Paul Ardenne
Heureux, les créateurs? La Muette/ Le Bord de l’eau, 272 p., 25 euros
Dans son dernier ouvrage, Heureux, les créateurs ?, Paul Ardenne poursuit sa réflexion, dont Art, le présent (2009) fut un des jalons, sur la création et la situation des artistes. Il dresse le constat d’un art contemporain faisant désormais largement consensus et d’une instrumentalisation de l’artiste, devenu parfois un simple « outil » pour les différents acteurs de ce milieu. Le livre regroupe vingt-six textes et conférences, classés en cinq thématiques: les artistes, l’espace public, la médiation, la globalisation et la dimension politique.
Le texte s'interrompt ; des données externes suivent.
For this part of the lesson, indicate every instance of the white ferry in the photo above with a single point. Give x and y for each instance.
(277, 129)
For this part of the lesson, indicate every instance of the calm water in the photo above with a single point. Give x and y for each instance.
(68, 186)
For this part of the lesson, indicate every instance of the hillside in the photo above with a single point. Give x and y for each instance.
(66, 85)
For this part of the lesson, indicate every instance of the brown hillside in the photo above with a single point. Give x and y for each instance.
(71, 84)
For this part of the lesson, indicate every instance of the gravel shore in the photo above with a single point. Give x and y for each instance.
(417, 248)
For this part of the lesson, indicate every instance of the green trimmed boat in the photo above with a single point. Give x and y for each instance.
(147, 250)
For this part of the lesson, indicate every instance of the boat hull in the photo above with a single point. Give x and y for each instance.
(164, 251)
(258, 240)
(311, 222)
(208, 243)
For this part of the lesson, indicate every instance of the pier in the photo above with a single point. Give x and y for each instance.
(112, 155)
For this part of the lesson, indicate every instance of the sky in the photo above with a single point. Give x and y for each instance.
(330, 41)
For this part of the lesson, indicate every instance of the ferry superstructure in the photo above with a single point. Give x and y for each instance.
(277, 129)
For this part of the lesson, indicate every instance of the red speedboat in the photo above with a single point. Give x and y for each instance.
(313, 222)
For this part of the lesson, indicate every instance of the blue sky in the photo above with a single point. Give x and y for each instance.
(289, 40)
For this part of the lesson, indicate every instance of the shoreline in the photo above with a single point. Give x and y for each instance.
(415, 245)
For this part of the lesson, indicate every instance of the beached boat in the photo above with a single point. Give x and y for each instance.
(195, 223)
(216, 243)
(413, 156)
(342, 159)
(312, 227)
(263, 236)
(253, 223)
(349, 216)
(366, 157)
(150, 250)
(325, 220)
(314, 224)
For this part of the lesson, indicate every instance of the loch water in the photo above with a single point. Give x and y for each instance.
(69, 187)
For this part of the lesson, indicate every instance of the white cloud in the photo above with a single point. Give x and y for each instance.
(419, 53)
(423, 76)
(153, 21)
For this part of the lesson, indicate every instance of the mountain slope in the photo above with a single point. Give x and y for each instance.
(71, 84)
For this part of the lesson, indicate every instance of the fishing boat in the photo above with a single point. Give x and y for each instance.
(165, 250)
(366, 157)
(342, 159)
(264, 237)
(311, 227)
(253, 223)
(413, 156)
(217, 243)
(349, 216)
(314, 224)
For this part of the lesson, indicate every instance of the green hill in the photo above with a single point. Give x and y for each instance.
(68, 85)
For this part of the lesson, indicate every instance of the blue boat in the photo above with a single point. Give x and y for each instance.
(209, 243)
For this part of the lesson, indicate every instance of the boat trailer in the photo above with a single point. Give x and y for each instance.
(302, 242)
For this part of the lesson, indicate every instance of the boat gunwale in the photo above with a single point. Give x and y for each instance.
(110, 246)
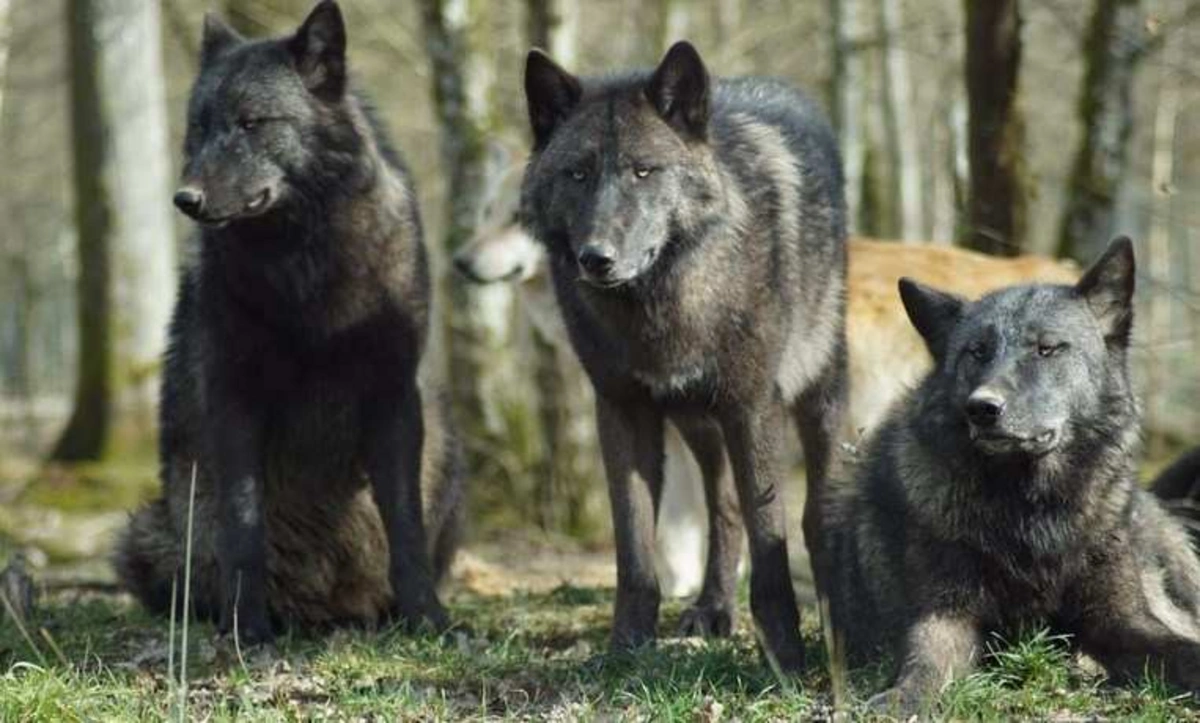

Malgré l’éclatement du discours, un fil conducteur traverse l’ouvrage : les mises en garde contre un « contrôle institutionnel », selon lui presque omniprésent, et une tendance au divertissement, tout sauf émancipateur. Cependant, ce n’est pas là que réside l’intérêt de ce nouveau livre, mais bien plutôt dans la tension, qui s’affirme au fil de la lecture, entre une dénonciation alarmiste et pessimiste de toute forme d’autoritarisme et, en parallèle, l’évocation plus diffuse des résistances à cette même situation, bel et bien présentes. On retiendra le chapitre abordant la question de la « frontière », dans lequel l’auteur mentionne les oeuvres – subversives – qui s’inspirent de l’opposition entre le développement de la libre circulation commerciale et la persistance physique des frontières politiques, tel ce Mur fermant un espace présenté, en 2003, par Santiago Sierra dans le pavillon espagnol de la Biennale de Venise. À relever également, l’idée que la création la plus intéressante est peut-être celle qui surgit loin des « épicentres présumés de la création artistique glorieuse », ainsi dans le tunnel de Poincheval et Tixador. Non pas une reprise en main du « système » par les artistes, mais l’invention de ce qui peut exister ailleurs.